JapaneseMargaret · 14/08/2014 20:51

I have to say, going by the scientific sample that is this thread, the pro-child-free types, seem like way more craic. Grin

Shroomboom · 14/08/2014 21:05

Child-free weddings are fine - it should be completely you and your fiancés choice. If people aren't happy they can always decline the invitation! However, as mentioned up thread babes-in-arms should be allowed - we're off to a child-free wedding on Saturday and have got a babysitter for 7 year old ds, but 6 month old bf dd will be coming with us.
A friends brother recently took his three day old baby (with the mum too of course) to a wedding 2 hours away, so maybe don't discount your friends who will have a young baby yet Grin

rainbowsmiles · 14/08/2014 21:47

my twopenceworth: I think it's entirely up to you.

I suppose the idea about inviting children is about allowing them to create amazing memories. my childhood memories of big family weddings with all my cousins together having great fun and drunken uncles giving you tenners to buy sweets and aunties making you laugh and teaching you dance moves, the inevitable area just for seeing who can slide the furthest and just the general tomfoolery of a big family wedding well its priceless really.

I personally love a good wedding with or without kids. But there is something really heartwarming about watching the cycle repeating and something a bit joyous about kids at a wedding.

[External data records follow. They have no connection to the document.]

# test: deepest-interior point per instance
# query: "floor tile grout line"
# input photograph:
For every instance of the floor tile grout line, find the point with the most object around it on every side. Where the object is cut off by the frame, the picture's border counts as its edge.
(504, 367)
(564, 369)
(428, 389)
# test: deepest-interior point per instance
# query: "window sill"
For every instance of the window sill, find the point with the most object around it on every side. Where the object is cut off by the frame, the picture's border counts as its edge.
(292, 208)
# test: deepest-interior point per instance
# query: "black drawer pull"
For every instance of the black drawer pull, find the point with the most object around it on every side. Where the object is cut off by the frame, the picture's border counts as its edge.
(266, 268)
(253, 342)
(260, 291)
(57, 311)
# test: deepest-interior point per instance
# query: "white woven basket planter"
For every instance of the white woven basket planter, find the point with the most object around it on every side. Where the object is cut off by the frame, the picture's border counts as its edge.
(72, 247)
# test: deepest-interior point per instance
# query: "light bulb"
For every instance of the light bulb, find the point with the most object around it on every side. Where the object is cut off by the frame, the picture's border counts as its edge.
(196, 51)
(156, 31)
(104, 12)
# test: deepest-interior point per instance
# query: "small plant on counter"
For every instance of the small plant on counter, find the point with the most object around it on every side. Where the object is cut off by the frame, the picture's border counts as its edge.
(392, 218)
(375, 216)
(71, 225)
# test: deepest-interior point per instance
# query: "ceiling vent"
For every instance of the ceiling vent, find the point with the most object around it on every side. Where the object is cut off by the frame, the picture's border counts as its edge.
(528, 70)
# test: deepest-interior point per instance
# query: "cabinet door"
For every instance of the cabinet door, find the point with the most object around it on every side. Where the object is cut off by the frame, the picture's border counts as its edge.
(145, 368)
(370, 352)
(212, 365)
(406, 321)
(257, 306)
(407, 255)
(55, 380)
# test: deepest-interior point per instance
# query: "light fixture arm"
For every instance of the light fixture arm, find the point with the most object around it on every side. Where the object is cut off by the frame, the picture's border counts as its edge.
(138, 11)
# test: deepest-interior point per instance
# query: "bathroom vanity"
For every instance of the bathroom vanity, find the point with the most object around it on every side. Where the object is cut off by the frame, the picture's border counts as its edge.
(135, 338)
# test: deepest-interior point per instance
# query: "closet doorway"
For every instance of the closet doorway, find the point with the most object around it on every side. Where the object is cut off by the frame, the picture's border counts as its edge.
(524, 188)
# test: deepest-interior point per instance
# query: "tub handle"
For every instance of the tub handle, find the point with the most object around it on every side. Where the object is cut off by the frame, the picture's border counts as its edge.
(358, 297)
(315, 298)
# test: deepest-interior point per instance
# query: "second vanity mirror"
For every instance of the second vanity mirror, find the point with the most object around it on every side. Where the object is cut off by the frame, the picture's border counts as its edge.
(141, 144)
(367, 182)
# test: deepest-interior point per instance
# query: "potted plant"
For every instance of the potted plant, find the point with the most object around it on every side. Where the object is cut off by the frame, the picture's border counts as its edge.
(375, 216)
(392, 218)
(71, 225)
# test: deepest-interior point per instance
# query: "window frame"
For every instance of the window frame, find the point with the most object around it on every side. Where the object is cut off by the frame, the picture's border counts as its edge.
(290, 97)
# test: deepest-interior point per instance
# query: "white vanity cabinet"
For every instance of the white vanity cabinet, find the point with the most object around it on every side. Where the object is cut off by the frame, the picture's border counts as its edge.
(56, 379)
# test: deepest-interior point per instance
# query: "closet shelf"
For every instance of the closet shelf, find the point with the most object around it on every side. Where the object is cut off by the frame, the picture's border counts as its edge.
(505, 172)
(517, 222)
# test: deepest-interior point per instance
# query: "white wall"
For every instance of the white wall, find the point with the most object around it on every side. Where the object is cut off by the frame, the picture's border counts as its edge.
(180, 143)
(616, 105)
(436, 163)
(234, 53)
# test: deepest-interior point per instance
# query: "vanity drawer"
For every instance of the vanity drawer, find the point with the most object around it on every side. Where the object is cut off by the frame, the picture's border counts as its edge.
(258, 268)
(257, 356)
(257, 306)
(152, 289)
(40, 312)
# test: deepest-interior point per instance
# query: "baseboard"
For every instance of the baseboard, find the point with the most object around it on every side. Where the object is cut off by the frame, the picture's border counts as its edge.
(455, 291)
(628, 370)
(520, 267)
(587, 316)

kaykayblue · 15/08/2014 09:59

Thanks for everyone's further thoughts and views! It seems like the overwhelming majority of people on the thread either actively like child free weddings, or don't have a particular preference either way.

I'm relieved that only a minority seem to take absolute personal offence.

rainbowsmiles - maybe it's because I never went to weddings like that when I was younger! I've never been to a "huge" wedding (more than 100 or so people) in my entire life, and when I was a child all I remember is feeling bored and wanting to go home.

OP posts:
crazykat · 15/08/2014 10:12

I wouldn't mind being invited to an adult only wedding so long a I was told with the invite or well in advance so I could sort childcare as we only really have my dad who could babysit.

I think most people have a problem with adult only weddings is if there is travel involved, all their usual babysitters are going to the wedding, they have a newborn, turn up and theres loads of kids not related to the couple, or get told at the last minute that children aren't invited.

Giving a heads up to those with children and not being upset if they can't get babysitters is about all you can do really.